Kaizar Campwala is the co-founder of Slow Talk, a technology platform that aims to improve discourse and create connection through rich, guided, small-group conversation. He was previously Vice President, Business Operations at the Walt Disney Company, where he led Disney’s streaming news initiatives. He joined Disney from Al Jazeera, where he led their entry into podcasting as Entrepreneur in Residence. Kaizar serves on the board of Internews, and lives in New York City.

Jenna Corderoy

Jenna Corderoy is a reporter for openDemocracy’s investigations team. She specialises in obtaining documents under the Freedom of Information Act, and her work on access to information has been widely recognised.
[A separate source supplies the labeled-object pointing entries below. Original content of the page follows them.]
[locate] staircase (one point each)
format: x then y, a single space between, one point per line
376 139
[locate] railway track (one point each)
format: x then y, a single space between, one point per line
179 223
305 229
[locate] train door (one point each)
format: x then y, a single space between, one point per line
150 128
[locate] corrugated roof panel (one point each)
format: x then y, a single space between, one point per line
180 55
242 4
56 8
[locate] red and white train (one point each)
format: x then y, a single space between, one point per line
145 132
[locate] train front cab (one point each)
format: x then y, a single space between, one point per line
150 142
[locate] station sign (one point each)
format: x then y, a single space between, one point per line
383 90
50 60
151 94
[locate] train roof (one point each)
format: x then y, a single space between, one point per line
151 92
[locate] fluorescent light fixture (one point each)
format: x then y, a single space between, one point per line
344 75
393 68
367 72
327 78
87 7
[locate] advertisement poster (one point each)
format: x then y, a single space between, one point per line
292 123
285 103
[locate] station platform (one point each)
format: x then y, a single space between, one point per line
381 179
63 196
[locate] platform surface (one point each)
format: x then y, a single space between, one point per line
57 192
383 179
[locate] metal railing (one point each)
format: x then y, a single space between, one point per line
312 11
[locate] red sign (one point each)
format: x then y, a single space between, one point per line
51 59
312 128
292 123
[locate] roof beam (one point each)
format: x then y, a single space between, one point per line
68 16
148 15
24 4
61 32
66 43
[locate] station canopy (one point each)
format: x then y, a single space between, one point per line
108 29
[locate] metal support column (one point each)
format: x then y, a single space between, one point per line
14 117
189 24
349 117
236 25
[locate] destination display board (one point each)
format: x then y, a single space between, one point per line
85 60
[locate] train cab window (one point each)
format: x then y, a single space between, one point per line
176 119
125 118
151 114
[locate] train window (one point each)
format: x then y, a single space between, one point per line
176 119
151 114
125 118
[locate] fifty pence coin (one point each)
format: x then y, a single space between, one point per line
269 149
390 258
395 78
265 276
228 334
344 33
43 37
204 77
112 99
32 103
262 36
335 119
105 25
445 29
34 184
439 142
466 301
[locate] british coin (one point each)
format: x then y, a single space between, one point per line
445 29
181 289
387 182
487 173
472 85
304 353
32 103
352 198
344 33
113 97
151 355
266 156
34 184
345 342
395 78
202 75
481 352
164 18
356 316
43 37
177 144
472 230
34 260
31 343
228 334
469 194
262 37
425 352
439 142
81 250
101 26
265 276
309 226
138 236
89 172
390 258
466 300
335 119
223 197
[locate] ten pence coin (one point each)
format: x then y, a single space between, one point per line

In 2022, openDemocracy won Campaign of the Year at the British Journalism Awards for their work on transparency in British public life. In 2021, she was shortlisted for Private Eye’s Paul Foot Award for an openDemocracy investigation into the government’s ‘Clearing House’ and the state of freedom of information. 

Emily Goligoski

Emily is the Head of Research and SVP at Charter, a media and insights organization that exists to transform every workplace. She previously led audience research at The Atlantic, the Membership Puzzle Project at New York University, and The New York Times.

Dr. Alison Green

Alison Green is a researcher, curator, writer and educational leader in the history and theory of art and curating as creative and social practices. She is a Reader in Art, Curating and Culture at Central Saint Martins, University of the Arts London, where she teaches and contributes to developing postgraduate courses and training. 

Munira Khapra-Reininger

With over twenty years of combined experience in the social service, education, and arts sectors, Munira Khapra-Reininger supports organizations by telling their story and rallying engagement in innovative ways. Formerly Eyebeam’s Director of External Affairs, she brings a rich experience of helping grow the capacity of leading values-driven cultural institutions, including Creative Time and Queens Museum.



Alison Killing

Alison Killing is a journalist and licensed architect who uses maps and data to investigate urgent social issues. She worked in architecture and urban planning practices in London and Rotterdam for several years, before starting her own studio, Killing Architects. In 2021 she was awarded the Pulitzer Prize for International Reporting, together with Megha Rajagopalan and Christo Buschek, for a series of articles exposing the network of detention camps in Xinjiang, China.


Kevin B. Lee

Kevin B. Lee is a filmmaker and media researcher who has produced nearly 400 video essays exploring film and media. His award-winning “Transformers: The Premake” introduced the “desktop documentary” format. He is the Locarno Film Festival Professor for the Future of Cinema and the Audiovisual Arts at Università della Svizzera italiana (USI).

Ngwatilo Mawiyoo

Ngwatilo Mawiyoo is an interdisciplinary story-maker on the lookout for, and working to forge, paths to joy and freedom. Principally working in film and poetry, her recent writing appears in Wasafiri, Obsidian, Creative Time Reports and The Malahat, while her writing/directing debut short, “Joy’s Garden,” screened at Zanzibar and Pan African film festivals and elsewhere around the world. Ngwatilo lives in Nairobi, Kenya.

Robert Trafford

Robert is an assistant director with Forensic Architecture, an investigative research agency based at Goldsmiths, University of London. His role with the agency covers open source research, editing and writing, coordinating investigations and exhibitions. Robert is trained as an investigative journalist, and has written for UK outlets including The Times, Telegraph, and OpenDemocracy, as well as The Intercept in the US. He is a graduate of the University of Oxford and City, University of London.